Harkness grew up in Greenwood, but now he lives in upstate New York. He clearly wants us to recognize that he’s come a long way from his Mississippi roots, and, for better or for worse, he obviously has. But origins will tell—he writes like an angel. I just wish I agreed with more of what he has to say.

Harkness went back to his hometown for a visit and was apparently ticked off to discover that Mississippi is not an equitable, color-blind society. Like (one might ask) where? He does not vouchsafe to us what part of the U.S. he would have Greenwood emulate, and I doubt very much that he could be pleased by the white attitudes to be found in any American town with a significant black presence (much less any, like Greenwood, with a substantial black majority).

Now I’ve never been to Greenwood. I’ve never done more than briefly visit the Deep South.
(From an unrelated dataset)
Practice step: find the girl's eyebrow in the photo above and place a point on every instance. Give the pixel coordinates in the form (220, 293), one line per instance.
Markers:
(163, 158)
Maybe Harkness is right and things in the Mississippi Delta are pretty much what they always have been. Maybe race relations and conditions for blacks arc better in upstate New York or in Chicago or Detroit or the other cities to which black Mississippians have historically migrated. Maybe so.
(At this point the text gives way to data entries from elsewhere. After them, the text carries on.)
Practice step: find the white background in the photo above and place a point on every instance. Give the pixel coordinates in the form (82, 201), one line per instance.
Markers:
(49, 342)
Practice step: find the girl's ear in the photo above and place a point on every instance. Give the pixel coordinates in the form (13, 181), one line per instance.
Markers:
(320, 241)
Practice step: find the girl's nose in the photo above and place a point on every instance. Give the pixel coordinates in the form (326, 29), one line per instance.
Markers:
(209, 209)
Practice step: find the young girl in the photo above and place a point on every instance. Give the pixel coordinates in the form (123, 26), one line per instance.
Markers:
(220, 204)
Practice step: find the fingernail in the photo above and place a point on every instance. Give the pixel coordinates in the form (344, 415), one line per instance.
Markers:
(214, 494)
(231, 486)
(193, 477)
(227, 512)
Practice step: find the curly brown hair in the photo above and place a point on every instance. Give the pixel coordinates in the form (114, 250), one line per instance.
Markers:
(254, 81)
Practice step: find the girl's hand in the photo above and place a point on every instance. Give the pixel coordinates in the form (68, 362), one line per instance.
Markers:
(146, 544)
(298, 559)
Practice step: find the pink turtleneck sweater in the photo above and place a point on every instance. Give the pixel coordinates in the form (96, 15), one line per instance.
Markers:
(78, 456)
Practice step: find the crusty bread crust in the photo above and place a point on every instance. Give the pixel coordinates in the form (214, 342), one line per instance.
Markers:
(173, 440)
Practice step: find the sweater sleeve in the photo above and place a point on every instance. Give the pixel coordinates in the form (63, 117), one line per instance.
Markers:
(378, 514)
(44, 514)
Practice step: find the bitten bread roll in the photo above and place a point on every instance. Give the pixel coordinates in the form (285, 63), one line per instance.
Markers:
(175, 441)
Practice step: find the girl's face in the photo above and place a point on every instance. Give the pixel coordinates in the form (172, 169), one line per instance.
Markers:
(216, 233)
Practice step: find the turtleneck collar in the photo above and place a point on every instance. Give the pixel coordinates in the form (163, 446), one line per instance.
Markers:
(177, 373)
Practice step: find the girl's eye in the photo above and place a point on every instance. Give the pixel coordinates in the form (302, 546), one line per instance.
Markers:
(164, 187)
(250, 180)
But you wouldn’t know to read his articles that for the past decade and a half more blacks have been moving to the South (in most cases, probably, returning there) than have been leaving it. You wouldn’t know from his article that the South is the only part of the country where the percentage of black families living in poverty has decreased in the past few years, or that that percentage is lower now than in the Midwest. You wouldn’t know that Mississippi now has more black elected officials than any other state in the country, or that a higher proportion of blacks hold public office in the South than in any other region. You wouldn’t know that an increasing number of Southern politicians, black and white, have been elected by biracial coalitions. You wouldn’t know that a majority of Southern whites now tell the Gallup Poll that they’d vote for a black for President. (OK, so some of them are lying, but what they think they ought to say is important, too.)
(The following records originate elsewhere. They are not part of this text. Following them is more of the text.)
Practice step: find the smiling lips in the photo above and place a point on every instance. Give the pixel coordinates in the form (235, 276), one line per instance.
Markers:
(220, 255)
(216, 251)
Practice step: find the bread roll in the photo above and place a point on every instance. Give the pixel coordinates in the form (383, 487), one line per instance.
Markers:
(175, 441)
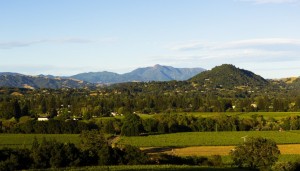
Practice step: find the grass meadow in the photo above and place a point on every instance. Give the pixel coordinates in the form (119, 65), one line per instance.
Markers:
(209, 138)
(25, 140)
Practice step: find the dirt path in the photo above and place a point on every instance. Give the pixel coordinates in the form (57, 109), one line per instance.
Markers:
(213, 150)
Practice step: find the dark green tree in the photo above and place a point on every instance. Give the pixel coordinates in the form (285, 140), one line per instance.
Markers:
(255, 152)
(132, 125)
No, the South isn’t a color-blind society. What some of us hope it is becoming is a working and relatively decent biracial society—a rather different thing. (If it can be done, it will be no small accomplishment; I remember a college political science course that held up as examples of successful multiethnic societies Switzerland and . . . Lebanon.) Not all whites share that goal. Not all are happy about the prospect. But a good many of us are. Harkness has little use for what he calls the “old, humorous, relentlessly superficial affability” of my region, but I suggest that it’s close kin to the quality known elsewhere as civility, and that it will get us through this if anything can.

I’m not one of those who feels that Southern whites are uniquely fitted to instruct the world on race relations. Harkness makes fun of those who see something of value in the South’s unhappy history on this score, and he may be right to do so. But for whatever reason—luck has something to do with it, and so do the goodwill and political skills of black Southerners—things are looking up in those parts of the South that I know best. And they may even be looking up in Greenwood.

There’s no evidence in his article that Harkness talked to any blacks at all during his short visit, much less to any who had come back from the cities of the upper Midwest. On his next visit, he might try that. He could ask them whether they think anything of importance has changed.

It’s OK to talk to black folks now, James. They’ll even tell you what they think. And maybe that’s the most important change of all.